Esta era cega de nascimento e filha de um rendeiro das cercanias de Tolosa.
Faleceu em 1855, aos 45 anos.
Ocupava-se constantemente com o ensino do catecismo aos meninos, preparando-os para a primeira comunhão.Mudado o catecismo, nenhuma dificuldade lhe sobreveio em ensinar o novo, por conhecê-los ambos de cor.

De regresso de longa excursão em tarde invernosa, na companhia de uma tia, era-lhe preciso atravessar sombria floresta por caminhos lamacentos. Fazia-se mister a maior precaução para que as duas mulheres se não despenhassem nos fossos.
Nesta contingência, querendo a tia dar-lhe a mão, ela disse:
Não vos incomodeis comigo, não corro risco algum, visto como tenho aos ombros uma luz que me guia. Segui-me, pois, que serei eu a conduzir-vos.
Assim terminaram a jornada sem acidente, conduzindo a cega a tia que tinha bons olhos.

Evocação em Paris, em maio de 1865:

— P. Quereis dizer-nos que luz seria essa a guiar-vos naquela noite trevosa e só vista por vós? — R. Quê! Pois as pessoas como vós, em contínuas relações com os Espíritos, têm necessidade de explicação sobre tal fato? Era o meu anjo-de-guarda quem me guiava.

— P. Essa era também a nossa opinião, mas desejáva-mos vê-la confirmada. Mas sabíeis naquela ocasião que era o vosso anjo-de-guarda quem vos conduzia?
— R. Confesso que não, posto acreditasse numa intervenção do céu. Eu orara por tanto tempo para que o Pai celestial se apiedasse de mim… É tão cruel a cegueira… Sim, ela é bem cruel, mas também reconheço ser justa.

“Aqueles que pecam pelos olhos, por eles devem ser punidos; e assim deve suceder quanto a todas as outras faculdades do homem, que o levam ao abuso. Não procureis, portanto, nos inúmeros sofrimentos humanos, outra causa que lhes não seja a própria e natural, a expiação.

“Esta, contudo, só é meritória quando suportada com humildade, podendo ser suavizada por meio da prece, pela atração de influências espirituais que, protegendo os réus da penitenciária humana, lhes infundam esperança e conforto.

— P. Dedicada ao ensino das crianças pobres, tivestes dificuldade em adquirir os conhecimentos do catecismo, quando o mudaram?
— R. Ordinariamente, os cegos têm outros sentidos duplos, se assim se pode dizer.
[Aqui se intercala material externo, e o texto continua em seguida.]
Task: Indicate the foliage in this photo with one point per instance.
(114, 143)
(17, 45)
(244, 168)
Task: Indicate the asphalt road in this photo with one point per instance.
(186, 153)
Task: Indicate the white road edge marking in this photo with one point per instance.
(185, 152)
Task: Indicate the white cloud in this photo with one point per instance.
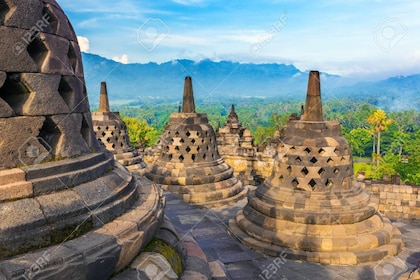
(188, 2)
(83, 43)
(123, 59)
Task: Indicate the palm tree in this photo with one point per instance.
(379, 123)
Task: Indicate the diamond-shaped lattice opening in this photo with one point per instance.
(50, 16)
(71, 54)
(15, 92)
(85, 130)
(312, 183)
(37, 51)
(50, 133)
(304, 171)
(329, 183)
(4, 9)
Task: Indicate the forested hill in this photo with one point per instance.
(238, 80)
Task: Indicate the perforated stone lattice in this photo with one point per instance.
(314, 168)
(189, 146)
(41, 76)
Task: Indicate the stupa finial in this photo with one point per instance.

A observação não é uma das menores faculdades da sua natureza.

“A memória lhes é qual armário onde se colocam coordenados, e para sempre, os ensinos referentes às suas aptidões e tendências. E porque nada do exterior pode perturbar esta faculdade, o seu desenvolvimento pode ser notável, pela educação. Quanto a mim, agradeço a Deus o haver-me concedido que tal faculdade me permitisse preencher a missão que levava, junto dessas crianças, e que constituía também uma reparação do mau exemplo que lhes dera em anterior existência. Tudo é assunto sério para os espíritas; basta, para afirmá-lo, olhar ao derredor deles. Os meus ensinos lhes seriam porventura mais úteis do que se se deixassem levar pelas sutilezas filosóficas de certos Espíritos, que se divertem com lisonjear-lhes o orgulho em frases tão bombásticas quão vazias de sentido.
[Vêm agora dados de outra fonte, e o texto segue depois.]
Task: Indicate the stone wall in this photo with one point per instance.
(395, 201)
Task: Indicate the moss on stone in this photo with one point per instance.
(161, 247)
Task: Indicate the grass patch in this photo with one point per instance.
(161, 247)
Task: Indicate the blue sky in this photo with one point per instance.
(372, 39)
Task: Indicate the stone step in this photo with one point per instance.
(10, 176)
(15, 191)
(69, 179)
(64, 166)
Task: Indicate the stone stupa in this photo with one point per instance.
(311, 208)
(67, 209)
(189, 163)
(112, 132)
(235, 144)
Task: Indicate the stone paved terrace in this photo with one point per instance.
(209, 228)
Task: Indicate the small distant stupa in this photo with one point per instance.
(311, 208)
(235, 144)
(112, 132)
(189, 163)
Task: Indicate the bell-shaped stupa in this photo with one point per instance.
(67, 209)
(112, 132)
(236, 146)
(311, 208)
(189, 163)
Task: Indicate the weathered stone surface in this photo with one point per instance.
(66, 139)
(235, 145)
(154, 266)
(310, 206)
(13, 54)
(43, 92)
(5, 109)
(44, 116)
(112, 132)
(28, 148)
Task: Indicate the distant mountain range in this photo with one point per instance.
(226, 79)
— P. Pela vossa conduta terrena, tivemos uma prova do vosso adiantamento morai, e agora, pela vossa linguagem, temos a de que esse adiantamento também é intelectual.
— R. Muito me resta por adquirir; há, porém, muita gente que na Terra passa por ignorante, só porque tem a inteligência embotada pela expiação. Com a morte se rasga o véu, e freqüentemente os ignorantes são mais instruídos do que os desdenhosos da sua ignorância. Crede que o orgulho é a pedra de toque para o conhecimento dos homens.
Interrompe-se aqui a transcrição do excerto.